Wikileaks revealed that Lee Kuan Yew had called Islam “a venomous religion.” He made sure to limit the numbers of Muslims in Singapore’s armed forces, suggesting their religion made them a possible danger to their non-Muslim fellow soldiers. …

It was under his leadership that the government instituted a ban on hijabs and other Muslim headscarves in both the police forces and nursing jobs. Lee Kuan Yew also substantially reduced government funding for madrasas, while increasing support for secular education. His government carefully monitored the mosques, both for the content of the imam’s sermons, and for any foreign (especially Saudi) sources of financial support that might lead to a mosque being “radicalized.” Clearly he understood the danger of Islam.

Lee Kuan Yew had, after all, originally declared Singapore’s independence from Malaysia because the Muslim Malays rejected meritocracy, and insisted on giving economic advantage to themselves. All Malays were required to be counted as Muslims (even if some were not), and all Muslims benefited from a disguised jizyah tax on non-Muslims which is called the “Bumiputra.” …

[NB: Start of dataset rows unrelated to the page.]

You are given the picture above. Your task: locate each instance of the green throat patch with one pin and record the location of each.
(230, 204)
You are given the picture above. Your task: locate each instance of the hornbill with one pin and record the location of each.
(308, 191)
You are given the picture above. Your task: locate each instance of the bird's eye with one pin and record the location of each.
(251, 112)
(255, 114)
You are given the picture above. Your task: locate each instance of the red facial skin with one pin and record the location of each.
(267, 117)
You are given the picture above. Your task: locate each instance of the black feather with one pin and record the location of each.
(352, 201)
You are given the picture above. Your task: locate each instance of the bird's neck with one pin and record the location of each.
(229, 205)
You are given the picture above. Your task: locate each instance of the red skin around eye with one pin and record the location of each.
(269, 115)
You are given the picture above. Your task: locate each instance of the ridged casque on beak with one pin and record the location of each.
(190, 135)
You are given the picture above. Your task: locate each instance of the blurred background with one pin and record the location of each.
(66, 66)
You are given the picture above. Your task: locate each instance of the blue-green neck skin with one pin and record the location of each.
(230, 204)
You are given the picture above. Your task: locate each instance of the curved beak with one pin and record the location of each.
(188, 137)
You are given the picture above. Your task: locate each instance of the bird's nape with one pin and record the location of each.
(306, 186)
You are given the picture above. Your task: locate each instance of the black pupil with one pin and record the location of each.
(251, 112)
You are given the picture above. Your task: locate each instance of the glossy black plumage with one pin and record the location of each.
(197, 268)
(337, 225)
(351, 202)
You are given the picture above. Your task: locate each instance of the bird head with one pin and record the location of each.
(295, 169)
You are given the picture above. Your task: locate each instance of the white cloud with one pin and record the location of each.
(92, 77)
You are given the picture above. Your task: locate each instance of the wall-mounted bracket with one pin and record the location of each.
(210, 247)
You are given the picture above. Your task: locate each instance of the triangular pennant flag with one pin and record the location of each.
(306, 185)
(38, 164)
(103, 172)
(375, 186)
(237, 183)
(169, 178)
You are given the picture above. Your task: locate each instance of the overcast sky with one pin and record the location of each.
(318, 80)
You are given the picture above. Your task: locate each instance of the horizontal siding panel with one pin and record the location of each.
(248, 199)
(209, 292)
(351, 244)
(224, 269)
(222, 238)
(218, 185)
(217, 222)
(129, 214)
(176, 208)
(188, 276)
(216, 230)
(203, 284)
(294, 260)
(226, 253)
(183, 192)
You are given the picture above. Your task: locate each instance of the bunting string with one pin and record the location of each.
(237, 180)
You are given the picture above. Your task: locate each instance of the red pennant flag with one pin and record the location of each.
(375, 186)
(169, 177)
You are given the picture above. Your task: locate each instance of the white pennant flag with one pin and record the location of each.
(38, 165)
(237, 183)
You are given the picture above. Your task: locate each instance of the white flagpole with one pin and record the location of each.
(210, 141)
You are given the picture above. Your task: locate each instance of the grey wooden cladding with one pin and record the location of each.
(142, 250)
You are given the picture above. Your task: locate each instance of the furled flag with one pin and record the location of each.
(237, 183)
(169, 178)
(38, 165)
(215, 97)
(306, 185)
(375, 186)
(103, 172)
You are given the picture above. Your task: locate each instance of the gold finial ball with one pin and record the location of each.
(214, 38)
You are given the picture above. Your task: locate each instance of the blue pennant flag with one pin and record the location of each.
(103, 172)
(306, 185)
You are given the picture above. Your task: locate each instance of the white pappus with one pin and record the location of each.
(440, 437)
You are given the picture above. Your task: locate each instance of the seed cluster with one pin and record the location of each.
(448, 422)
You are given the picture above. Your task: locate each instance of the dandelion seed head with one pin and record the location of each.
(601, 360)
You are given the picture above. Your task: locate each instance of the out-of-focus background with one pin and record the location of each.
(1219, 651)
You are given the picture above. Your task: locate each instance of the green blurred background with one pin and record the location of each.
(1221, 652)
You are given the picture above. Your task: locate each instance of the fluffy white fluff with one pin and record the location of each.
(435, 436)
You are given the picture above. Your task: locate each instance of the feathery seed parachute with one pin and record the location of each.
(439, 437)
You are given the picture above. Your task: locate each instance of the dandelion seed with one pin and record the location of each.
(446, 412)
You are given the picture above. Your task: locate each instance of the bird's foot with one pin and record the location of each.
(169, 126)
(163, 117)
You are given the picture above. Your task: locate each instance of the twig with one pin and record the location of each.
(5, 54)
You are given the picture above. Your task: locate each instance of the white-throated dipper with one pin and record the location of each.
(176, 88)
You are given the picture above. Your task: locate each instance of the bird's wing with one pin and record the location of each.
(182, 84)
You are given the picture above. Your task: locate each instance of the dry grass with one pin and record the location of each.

In his book Hard Truths to Keep Singapore Going, Lee Kuan Yew urged Muslims to be “less strict’ in their interpretation of Islam. And he also wrote in the same book that “I think we were progressing very nicely [in limiting the power of political Islam] until the surge of Islam came, and if you asked me for my observations, the other communities have easier integration –- friends, inter-marriages and so on –- than Muslims… I would say, today, we can integrate all religions and races, except Islam.” …

Muslim Malays today make up 14% of the population of Singapore, just about the same percentage as in 1990. The Bumiputra system, which has unsurprisingly done damage economically to Malaysia, was successfully kept out of meritocratic Singapore. The results are there for all to see … The GDP per capita is $16,800 for Malaysia, and $60,800.00 for Singapore, an astonishing difference given that they began from roughly the same starting point, forming a single political unit at independence.

If Singapore is an economic powerhouse today, it is because Lee Kuan Yew guided it to a successful separation from overwhelmingly Muslim Malaysia, kept the Muslim Malays in Singapore from increasing their numbers by monitoring campaigns of conversion, and limited the freedom of those conducting such conversions whenever they appeared to be too successful. Further, the madrasas were kept largely free from foreign funding, while government support for them was deliberately diminished. Local Muslims knew they were being watched by a government unafraid to take them on — the government of the authoritarian, far-seeing, no-nonsense Lee Kuan Yew. Few governments in the democratic and far too tolerant West could follow his hard-headed example.